Blume sets the novel in her hometown of Elizabeth, New Jersey and mostly in the winter of 1951-52, when three catastrophic plane crashes occurred in less than two months.
Her protagonist, Miri Ammerman, returns to her hometown in 1987 to attend a commemoration.
The first plane that crashed barely missed exploding into a junior high school. The second crash was at an all-girls’ high school. The third crash was at an orphanage. It seemed like Fate or some power had targeted children.
The events forced the closure of Newark Airport for some months.
Miri was fifteen and before these crashes life was more about being in love for the first time and Nat King Cole singing “Unforgettable,” and getting Elizabeth Taylor haircuts and family and friends.
Before that winter, it was a time was when airline travel was new and exciting. Everyone dreamed of going somewhere by plane. Being a stewardess was a glamorous job that showed up in novels, movies, TV and Playboy cartoons.
Of course, it was also a time of atomic-bomb hysteria, rumors of Communist threats and Civil Defense drills in schools, so the world could be seen through rose-colored or dark gray glasses depending on the day.
A succession of airplanes falling mysteriously from the sky would cause all kinds of rumors today, just as it did then.
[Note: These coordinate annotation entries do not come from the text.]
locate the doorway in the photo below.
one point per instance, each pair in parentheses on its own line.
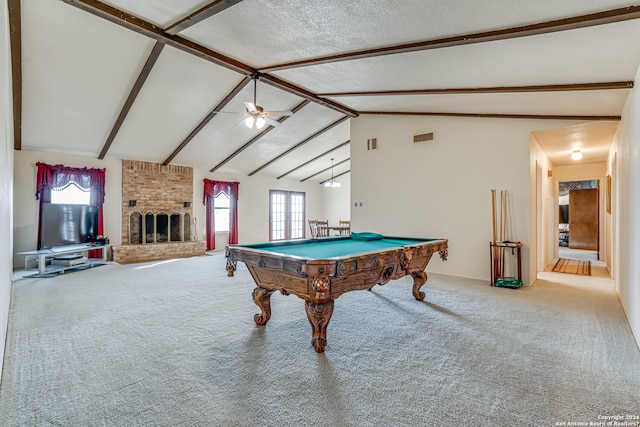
(578,220)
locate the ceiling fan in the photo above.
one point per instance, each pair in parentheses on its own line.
(257,117)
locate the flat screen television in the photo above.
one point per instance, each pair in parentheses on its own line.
(64,224)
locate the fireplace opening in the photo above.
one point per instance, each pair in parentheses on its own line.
(159,227)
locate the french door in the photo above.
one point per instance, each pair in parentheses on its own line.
(286,215)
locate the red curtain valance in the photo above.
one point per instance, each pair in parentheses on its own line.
(51,177)
(58,176)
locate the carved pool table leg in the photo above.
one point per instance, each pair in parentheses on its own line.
(419,279)
(319,316)
(262,298)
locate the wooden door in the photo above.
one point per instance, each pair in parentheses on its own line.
(583,219)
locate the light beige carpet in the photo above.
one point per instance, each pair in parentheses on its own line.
(174,344)
(572,266)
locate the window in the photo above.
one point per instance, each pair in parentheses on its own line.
(71,195)
(286,215)
(221,211)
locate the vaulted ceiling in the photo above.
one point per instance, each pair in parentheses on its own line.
(166,80)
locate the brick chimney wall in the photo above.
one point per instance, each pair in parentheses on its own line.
(155,188)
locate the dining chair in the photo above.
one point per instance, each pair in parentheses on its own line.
(345,227)
(322,228)
(313,227)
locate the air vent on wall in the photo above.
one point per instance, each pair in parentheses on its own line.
(429,136)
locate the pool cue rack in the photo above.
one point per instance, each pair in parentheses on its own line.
(497,251)
(500,244)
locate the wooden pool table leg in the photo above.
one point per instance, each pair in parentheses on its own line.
(419,279)
(319,316)
(262,298)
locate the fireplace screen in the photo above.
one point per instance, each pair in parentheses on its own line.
(159,227)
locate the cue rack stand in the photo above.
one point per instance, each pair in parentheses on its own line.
(500,244)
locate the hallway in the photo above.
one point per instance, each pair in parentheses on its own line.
(599,278)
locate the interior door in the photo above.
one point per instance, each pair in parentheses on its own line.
(583,219)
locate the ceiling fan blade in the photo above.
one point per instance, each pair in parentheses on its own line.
(251,108)
(277,113)
(271,122)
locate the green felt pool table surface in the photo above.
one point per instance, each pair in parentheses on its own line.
(336,247)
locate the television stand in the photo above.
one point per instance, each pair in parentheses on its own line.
(59,259)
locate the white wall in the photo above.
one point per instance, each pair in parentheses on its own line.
(6,177)
(626,209)
(336,202)
(542,210)
(443,188)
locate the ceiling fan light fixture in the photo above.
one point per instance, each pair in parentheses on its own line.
(332,183)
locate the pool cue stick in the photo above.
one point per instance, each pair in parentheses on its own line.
(503,226)
(494,253)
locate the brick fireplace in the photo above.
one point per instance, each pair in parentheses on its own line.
(157,217)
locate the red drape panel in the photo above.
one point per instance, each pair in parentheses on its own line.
(51,177)
(211,190)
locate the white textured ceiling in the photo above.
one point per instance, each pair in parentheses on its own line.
(78,70)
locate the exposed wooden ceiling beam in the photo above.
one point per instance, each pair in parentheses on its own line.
(498,89)
(15,30)
(300,144)
(582,21)
(494,115)
(258,136)
(326,169)
(314,159)
(296,90)
(336,176)
(148,66)
(148,29)
(208,118)
(203,13)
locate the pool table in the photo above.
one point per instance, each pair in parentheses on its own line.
(320,270)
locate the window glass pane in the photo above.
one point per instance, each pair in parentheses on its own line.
(277,216)
(71,194)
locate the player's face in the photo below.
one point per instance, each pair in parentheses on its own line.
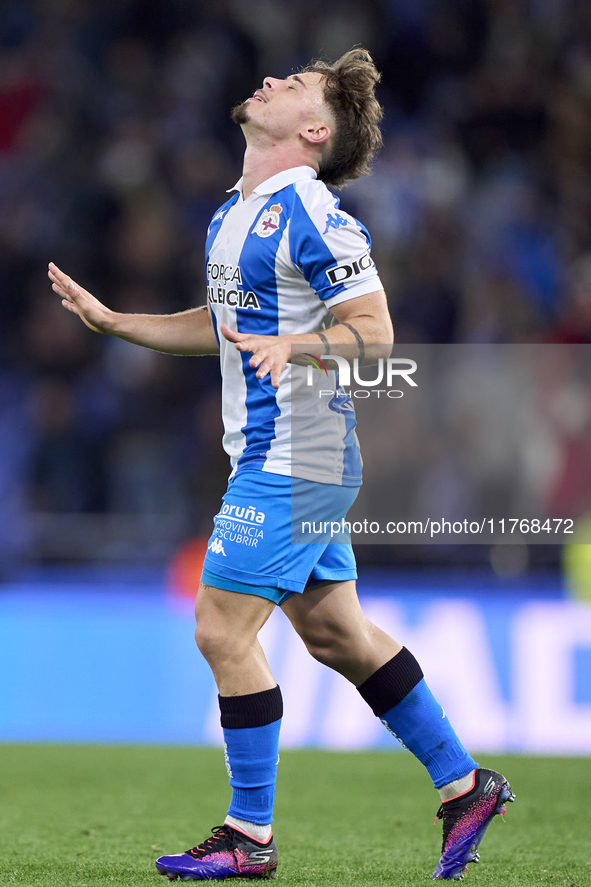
(283,107)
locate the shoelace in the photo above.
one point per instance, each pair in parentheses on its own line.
(222,838)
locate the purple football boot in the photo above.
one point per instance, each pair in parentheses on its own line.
(465,820)
(229,853)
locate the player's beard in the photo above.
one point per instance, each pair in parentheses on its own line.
(240,113)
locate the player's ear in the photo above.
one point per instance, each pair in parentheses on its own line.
(316,133)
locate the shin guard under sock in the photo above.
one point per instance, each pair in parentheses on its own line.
(251,726)
(398,695)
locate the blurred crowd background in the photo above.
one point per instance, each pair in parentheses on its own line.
(116,148)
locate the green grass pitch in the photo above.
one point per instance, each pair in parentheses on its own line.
(87,816)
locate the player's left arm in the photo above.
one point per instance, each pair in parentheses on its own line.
(361,321)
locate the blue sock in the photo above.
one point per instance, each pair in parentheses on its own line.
(400,697)
(251,727)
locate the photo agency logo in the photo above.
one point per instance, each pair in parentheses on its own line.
(386,372)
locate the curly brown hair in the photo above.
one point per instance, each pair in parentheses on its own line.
(349,91)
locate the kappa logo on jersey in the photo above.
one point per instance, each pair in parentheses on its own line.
(216,547)
(269,221)
(343,272)
(336,221)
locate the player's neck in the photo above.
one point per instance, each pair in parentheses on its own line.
(261,163)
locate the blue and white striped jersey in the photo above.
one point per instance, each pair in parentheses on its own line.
(275,264)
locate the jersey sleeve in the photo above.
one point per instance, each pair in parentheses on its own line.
(330,248)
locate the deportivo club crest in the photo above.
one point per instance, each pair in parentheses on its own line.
(269,221)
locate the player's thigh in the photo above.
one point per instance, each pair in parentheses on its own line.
(219,612)
(329,607)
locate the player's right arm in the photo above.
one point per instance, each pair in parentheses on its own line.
(188,332)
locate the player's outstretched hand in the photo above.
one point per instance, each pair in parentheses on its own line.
(270,354)
(79,301)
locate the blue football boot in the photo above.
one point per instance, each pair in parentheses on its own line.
(229,853)
(465,820)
Blume mixes in all of this uncertainty about life in a variety of ways. One day a woman shows up on the Ammermans’ doorstep, insisting Miri is her niece. She had seen a resemblance to her brother in a photo of the girl shown to her by a friend. Miri’s mother raised her daughter on her own and had refused to share any details about her father.
She falls in love with a boy from an orphanage in town. He’s a great guy and becomes a hero after he rescues survivors from the third plane crash. Is he her future? Can we contemplate a future in such an uncertain world when unlikely events seem to happen?
Judy Blume spent her childhood in Elizabeth, New Jersey, making up stories inside her head and eventually writing them down as an adult and becoming a very successful author.
I grew up in the same part of New Jersey fifteen years later than Judy Blume, but a lot of her stories feel like my own childhood, adolescence and adulthood. She is better known for her young adult novels but has written three novels for adults and sold 80+ million copies of her books.
Three planes crash in a small town in New Jersey over the course of just two short months are unlikely events, but it happened. The attacks on the Twin Towers just across the river from that NJ town on 9/11 was also an unlikely event, but it happened.
In its time, those plane crashes were inexplicable. Communists? Martians? God? So many tragedies today – earthquakes, bombings – have an “explanation” but still seem inexplicable. The “why” of these events never seems to be fully answered.
Is Blume warning us? No, I think she wants us not be afraid to get on a plane, or take risks in life. Of course we should make plans and be cautious, but she reminds us that life is made up of unlikely events and that, fortunately, they “aren’t all bad. There are good ones, too.”